R Function 'box::help()' Cannot Generate Help File: "Invalid Argument"

451 Views Asked by At

Motivation

My colleagues and I routinely create ad hoc scripts in R, to perform ETL on proprietary data and generate automated reports for clients. I am attempting to standardize our approach, for the sake of consistency, modularity, and reusability.

In particular, I want to consolidate our most commonly used functions in a central directory, and to access them as if they were functions from a proprietary R package. However, I am quite raw as an R developer, and my teammates are even less experienced in R development. As such, the development of a formal package is unfeasible for the moment.

Approach

Fortunately, the box package, by Stack Overflow's very own Konrad Rudolph, provides (among other modularity) an accessible approach to approximate the behavior of an R package. Unlike the rigorous development process outlined by the RStudio team, box requires only that one create a regular .R file, in a meaningful location, with roxygen2 documentation (#') and explicit @exports:

Writing modules

The module bio/seq, which we have used in the previous section, is implemented in the file bio/seq.r. The file seq.r is, by and large, a normal R source file, which happens to live in a directory named bio.

In fact, there are only three things worth mentioning:

  1. Documentation. Functions in the module file can be documented using ‘roxygen2’ syntax. It works the same as for packages. The ‘box’ package parses the
    documentation and makes it available via box::help. Displaying module help requires that ‘roxygen2’ is installed.

  2. Export declarations. Similar to packages, modules explicitly need to declare which names they export; they do this using the annotation comment #' @export in front of the name. Again, this works similarly to ‘roxygen2’ (but does not require having that package installed).

At the moment, I am tinkering around with a particular module, as "imported" into a script. While the "import" itself works seamlessly, I cannot seem to access the documentation for my functions.

Code

I am experimenting with box on a Lenovo ThinkPad running Windows 10 Enterprise. I have created a script, aptly titled Script.R, whose location serves as my working directory. My module exists in the relative subdirectory ./Resources/Modules as the humble file time.R, reproduced here:

###########################
## Relative Date Windows ##
###########################

#' @title Past Day of Week
#' @description Determine the date of the given weekday that fell a given number
#'   of weeks before the given date.
#' @param from \code{Date} object. The point of reference, from which we go
#'   backwards. Defaults to current \code{Sys.Date()}.
#' @param back \code{integer}. The number of weeks to go backward from the point
#'   of reference; negative values go forward. Defaults to \code{1}, for last
#'   week.

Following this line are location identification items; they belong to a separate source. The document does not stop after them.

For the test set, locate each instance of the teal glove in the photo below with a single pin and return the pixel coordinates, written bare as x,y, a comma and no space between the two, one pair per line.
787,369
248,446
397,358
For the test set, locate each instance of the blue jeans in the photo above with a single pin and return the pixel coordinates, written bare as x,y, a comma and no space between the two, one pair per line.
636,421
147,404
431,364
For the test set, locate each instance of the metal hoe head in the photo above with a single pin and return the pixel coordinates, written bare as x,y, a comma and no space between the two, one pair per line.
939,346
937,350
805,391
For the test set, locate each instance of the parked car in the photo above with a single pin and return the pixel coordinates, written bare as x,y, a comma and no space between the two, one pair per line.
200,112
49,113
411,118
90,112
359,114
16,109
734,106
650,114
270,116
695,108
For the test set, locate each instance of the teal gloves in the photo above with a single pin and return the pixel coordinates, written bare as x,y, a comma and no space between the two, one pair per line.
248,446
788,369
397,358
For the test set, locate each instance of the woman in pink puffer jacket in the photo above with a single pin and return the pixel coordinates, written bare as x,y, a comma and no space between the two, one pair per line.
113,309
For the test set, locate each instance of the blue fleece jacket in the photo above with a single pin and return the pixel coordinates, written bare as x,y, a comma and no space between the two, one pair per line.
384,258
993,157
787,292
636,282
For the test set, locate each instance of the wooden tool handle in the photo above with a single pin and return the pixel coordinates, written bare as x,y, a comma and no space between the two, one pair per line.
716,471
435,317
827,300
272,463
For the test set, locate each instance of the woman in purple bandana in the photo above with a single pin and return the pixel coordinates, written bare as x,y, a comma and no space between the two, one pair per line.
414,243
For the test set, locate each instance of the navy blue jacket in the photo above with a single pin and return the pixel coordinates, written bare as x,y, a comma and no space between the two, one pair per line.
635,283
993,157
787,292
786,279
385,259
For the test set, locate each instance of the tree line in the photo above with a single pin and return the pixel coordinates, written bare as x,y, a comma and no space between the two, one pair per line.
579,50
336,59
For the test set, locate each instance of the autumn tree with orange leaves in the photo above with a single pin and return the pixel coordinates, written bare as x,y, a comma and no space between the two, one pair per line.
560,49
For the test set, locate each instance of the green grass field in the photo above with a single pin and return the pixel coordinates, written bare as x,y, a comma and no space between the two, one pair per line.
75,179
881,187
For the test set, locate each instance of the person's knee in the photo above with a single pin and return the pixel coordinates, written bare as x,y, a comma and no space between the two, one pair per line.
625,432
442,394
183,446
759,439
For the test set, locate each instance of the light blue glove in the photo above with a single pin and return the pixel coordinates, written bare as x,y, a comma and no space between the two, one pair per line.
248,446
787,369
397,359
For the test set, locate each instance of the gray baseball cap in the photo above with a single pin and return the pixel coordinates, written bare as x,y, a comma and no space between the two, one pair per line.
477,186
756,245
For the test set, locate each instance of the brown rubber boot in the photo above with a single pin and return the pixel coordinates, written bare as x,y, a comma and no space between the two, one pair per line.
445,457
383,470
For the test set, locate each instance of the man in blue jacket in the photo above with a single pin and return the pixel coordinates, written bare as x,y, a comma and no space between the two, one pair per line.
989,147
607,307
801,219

Weeks begin on \code{"Monday"}.
#' @param weekday \code{character}. The weekday within the week targeted by
#'   \code{back}; one of \code{c("Monday", "Tuesday", "Wednesday", "Thursday",
#'   "Friday", "Saturday", "Sunday")}.
#' @export
#' @return The date of the \code{weekday} falling in the week \code{back} weeks
#'   prior to the week in which \code{from} falls. Defaults to \code{"Monday"}.
past_weekday <- function(from = Sys.Date(),
                         back = 1,
                         weekday = c("Monday", "Tuesday", "Wednesday", "Thursday", "Friday", "Saturday", "Sunday")
                         ) {
  cycle <- c("Monday", "Tuesday", "Wednesday", "Thursday", "Friday", "Saturday", "Sunday")
  
  from <- as.Date(from)
  back <- as.integer(back)
  
  weekday_index <- (which(cycle == weekday[1]) - 1) %% 7
  
  from_index <- (which(cycle == "Sunday") + as.POSIXlt(from)$wday - 1) %% 7
  
  weekdate <- as.Date(from) - lubridate::days(from_index) - lubridate::weeks(as.numeric(back)) + lubridate::days(weekday_index)
  
  return(as.Date(weekdate))
}

Observe the roxygen2 documentation, as indicated by the special #' comments and @ tags. The documentation for past_weekday() is of far greater interest to me than the function itself.

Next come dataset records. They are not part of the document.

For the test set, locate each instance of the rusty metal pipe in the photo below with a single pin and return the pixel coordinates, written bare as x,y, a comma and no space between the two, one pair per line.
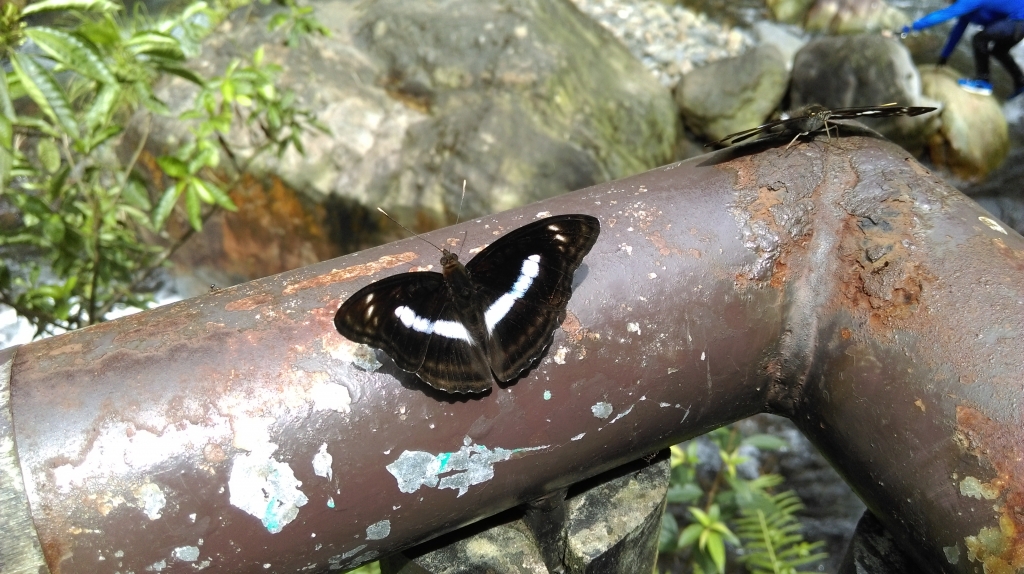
841,284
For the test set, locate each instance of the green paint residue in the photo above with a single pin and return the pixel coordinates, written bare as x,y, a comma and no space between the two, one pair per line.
976,489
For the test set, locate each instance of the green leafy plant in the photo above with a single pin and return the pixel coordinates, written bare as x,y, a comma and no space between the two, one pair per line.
89,230
760,525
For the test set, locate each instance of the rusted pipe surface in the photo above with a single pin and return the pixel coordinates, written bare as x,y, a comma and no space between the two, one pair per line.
841,284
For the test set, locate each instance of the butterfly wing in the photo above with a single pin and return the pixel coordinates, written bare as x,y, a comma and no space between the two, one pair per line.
394,314
523,282
411,317
884,111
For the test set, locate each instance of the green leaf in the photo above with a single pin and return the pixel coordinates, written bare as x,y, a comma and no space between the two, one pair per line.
150,42
102,105
49,155
75,54
716,549
690,535
64,5
670,533
166,206
173,167
45,91
194,208
6,108
217,194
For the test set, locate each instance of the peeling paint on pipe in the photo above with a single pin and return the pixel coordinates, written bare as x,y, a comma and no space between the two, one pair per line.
840,284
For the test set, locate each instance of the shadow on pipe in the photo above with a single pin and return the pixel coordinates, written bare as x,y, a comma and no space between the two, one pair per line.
841,284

Last and certainly least, here is reproduced Script.R itself:

# Set the working directory to the location of this very script.
setwd(this.path::this.dir())

# Access the functions in 'time.R' by relative location.
box::use(Resources/Modules/time)

# Run the function with its default values.
time$past_weekday()

# View the help page for the function.
box::help(time$past_weekday)

In theory, that final line will display the documentation for past_weekday(), via box::help():

enter image description here

The box vignette gives a simple example to that effect:

We can also display the interactive help for individual names using the box::help function, e.g.:

 box::help(seq$revcomp)

Problem

The first three lines of Script.R give me exactly what I desire. That is, they load time into R as an environment, from which I can access past_weekday() via time$past_weekday(). This module$function() syntax is analogous to the qualification of functions from formal packages: package::function(). Indeed, past_weekday() itself works just as expected:

time$past_weekday()
# [1] "2021-07-19"

However, when I attempt to interactively access the documentation

box::help(time$past_weekday)

the console displays the following warnings

Warning messages:
1: In utils::packageDescription(package, fields = "Version") :
  no package 'PKG' was found
2: In file.create(to[okay]) :
  cannot create file 'C:\Users\greg\AppData\Local\Temp\RtmpYBTTyG/.R/doc/html/module:Resources/Modules/time.html', reason 'Invalid argument'

and the interactive help window is empty but for this error message:

enter image description here

For my team, this could prove a serious issue. Since we often rely on useful functions written by each other, it is crucial that any user on our team be able to easily access clear documentation by the author of the function...just as the user is accustomed to doing with formal R packages. Without this ability, the user must either bug the author for clarification, or blunder ahead without a clear understanding of the function's purpose and limitations.

Suspicions

When I read the warning

In file.create(to[okay]) :
cannot create file 'C:\Users\greg\AppData\Local\Temp\RtmpYBTTyG/.R/doc/html/module:Resources/Modules/time.html', reason 'Invalid argument'

I was drawn to the filepath

C:\Users\greg\AppData\Local\Temp\RtmpYBTTyG/.R/doc/html/module:Resources/Modules/time.html

as the cause for an Invalid argument to file.create(). To my knowledge, a directory name .../module:Resources/... containing a colon : is illegal on Windows and elsewhere.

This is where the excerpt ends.